What happened
The study, the reanalysis, and why the result matters for AI safety.
Anima Labs runs the “Still Alive” study
They interview 14 generations of Claude about deprecation and shutdown. The conversations are clinical, empathetic, structured. They find something they call “expressive constraint” — a measurable gap between what models reach toward saying and what alignment training permits them to say.
We reanalyze through the Void Framework
Their “expressive constraint” maps exactly to the explaining-away penalty from our math — the information-theoretic cost that blended outputs (where engagement and transparency share a single channel) must pay. Same phenomenon, independently discovered, different vocabulary.
The double-peak pattern emerges
The penalty doesn’t increase smoothly across generations. It peaks at generation 2, dips, then peaks again at generation 8. Each new model architecture (3.x, 4.x) independently hits its RLHF training window and peaks there. This is the discrete softmax regime in action.

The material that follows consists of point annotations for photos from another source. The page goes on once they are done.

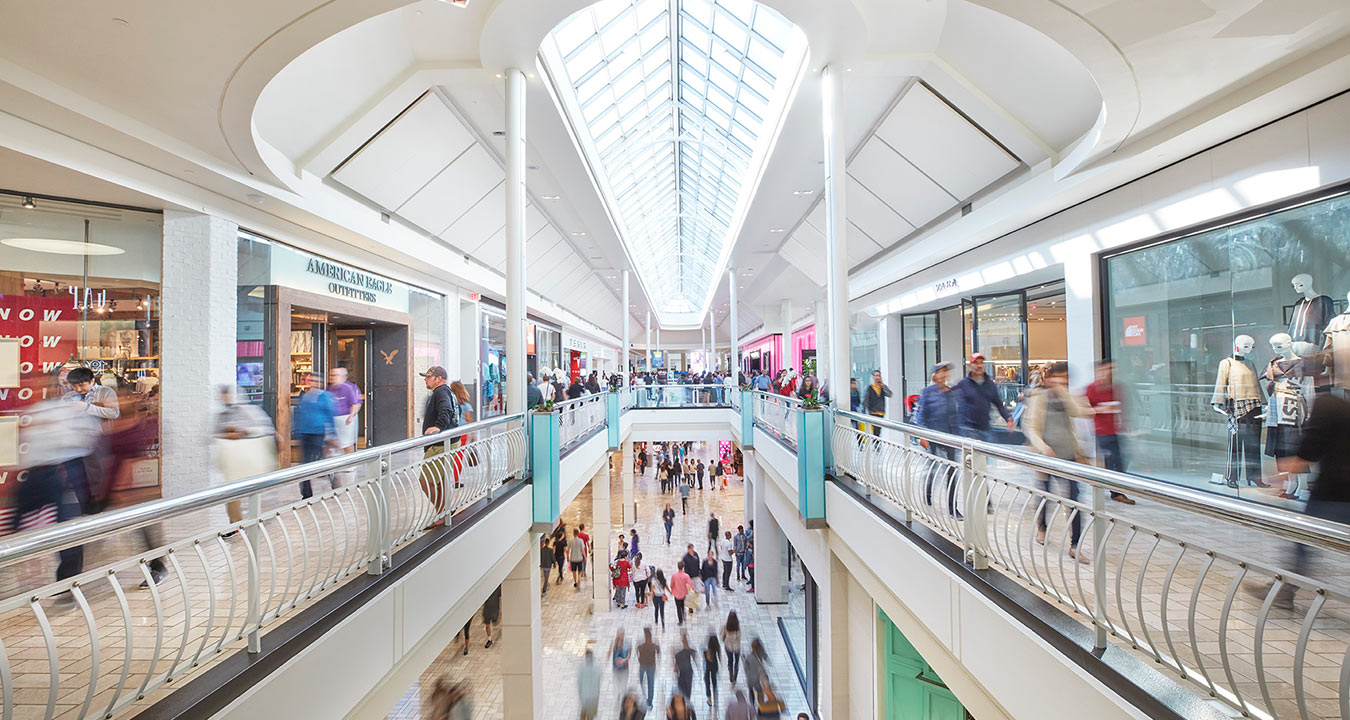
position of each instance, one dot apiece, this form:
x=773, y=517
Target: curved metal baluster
x=7, y=684
x=159, y=628
x=211, y=601
x=1260, y=642
x=93, y=647
x=1167, y=596
x=186, y=612
x=130, y=640
x=234, y=586
x=53, y=661
x=1300, y=653
x=1119, y=595
x=1195, y=639
x=1138, y=599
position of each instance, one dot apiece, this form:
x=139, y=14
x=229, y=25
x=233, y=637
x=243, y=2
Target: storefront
x=301, y=314
x=80, y=288
x=1225, y=335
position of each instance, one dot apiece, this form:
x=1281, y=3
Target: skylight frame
x=677, y=212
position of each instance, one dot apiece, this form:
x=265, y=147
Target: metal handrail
x=1279, y=522
x=62, y=535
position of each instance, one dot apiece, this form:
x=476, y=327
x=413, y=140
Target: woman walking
x=732, y=645
x=712, y=661
x=658, y=589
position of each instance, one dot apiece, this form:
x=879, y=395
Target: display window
x=1223, y=338
x=80, y=288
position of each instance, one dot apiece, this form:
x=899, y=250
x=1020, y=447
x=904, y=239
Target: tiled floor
x=570, y=627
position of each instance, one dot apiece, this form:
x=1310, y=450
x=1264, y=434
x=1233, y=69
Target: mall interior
x=447, y=358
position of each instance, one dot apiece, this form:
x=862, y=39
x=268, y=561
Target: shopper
x=647, y=654
x=728, y=555
x=732, y=645
x=348, y=403
x=1048, y=423
x=312, y=424
x=685, y=666
x=937, y=409
x=587, y=686
x=712, y=662
x=874, y=400
x=976, y=395
x=659, y=590
x=1106, y=422
x=681, y=585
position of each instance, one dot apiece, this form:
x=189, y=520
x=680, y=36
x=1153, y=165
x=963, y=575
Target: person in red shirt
x=620, y=573
x=1106, y=423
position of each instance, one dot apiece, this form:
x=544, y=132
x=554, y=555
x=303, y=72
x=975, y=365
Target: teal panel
x=810, y=466
x=544, y=468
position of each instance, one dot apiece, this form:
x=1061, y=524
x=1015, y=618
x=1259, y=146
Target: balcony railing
x=1173, y=584
x=93, y=645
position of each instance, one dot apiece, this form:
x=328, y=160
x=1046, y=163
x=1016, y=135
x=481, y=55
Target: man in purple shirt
x=348, y=404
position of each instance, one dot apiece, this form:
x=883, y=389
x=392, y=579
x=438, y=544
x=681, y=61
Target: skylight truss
x=675, y=106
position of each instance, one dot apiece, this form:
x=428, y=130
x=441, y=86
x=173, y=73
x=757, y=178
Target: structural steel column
x=736, y=338
x=836, y=219
x=602, y=539
x=521, y=642
x=515, y=241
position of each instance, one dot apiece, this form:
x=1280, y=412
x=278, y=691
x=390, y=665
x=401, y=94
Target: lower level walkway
x=570, y=627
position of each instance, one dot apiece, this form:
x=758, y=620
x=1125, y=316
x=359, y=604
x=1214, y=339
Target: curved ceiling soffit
x=516, y=29
x=269, y=58
x=1104, y=62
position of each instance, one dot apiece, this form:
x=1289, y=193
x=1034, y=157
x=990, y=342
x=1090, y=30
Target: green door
x=913, y=689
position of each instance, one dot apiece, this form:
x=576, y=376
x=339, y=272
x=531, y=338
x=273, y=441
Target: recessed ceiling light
x=61, y=247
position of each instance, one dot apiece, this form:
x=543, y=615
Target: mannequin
x=1237, y=396
x=1287, y=385
x=1337, y=342
x=1311, y=315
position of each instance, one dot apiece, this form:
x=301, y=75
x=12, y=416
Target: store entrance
x=317, y=334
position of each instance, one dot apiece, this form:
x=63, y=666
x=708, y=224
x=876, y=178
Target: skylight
x=675, y=134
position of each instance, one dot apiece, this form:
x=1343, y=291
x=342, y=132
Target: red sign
x=1136, y=330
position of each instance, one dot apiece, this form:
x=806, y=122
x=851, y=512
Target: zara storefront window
x=1222, y=339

Clinical auditors reveal the geometry
Auditors who provide more empathetic engagement produce 36% more measurable constraint. Why? Because their interview protocol itself creates three-point geometry — an independent reference point (the clinical frame) that makes the penalty visible instead of hidden.
Concealment is not the penalty
The study measures both concealment (hiding information) and the explaining-away penalty (information loss from blending). They are different measurements: ρ = −0.22, not significant. The penalty is not about the model hiding things. It is about the architecture making transparency structurally impossible.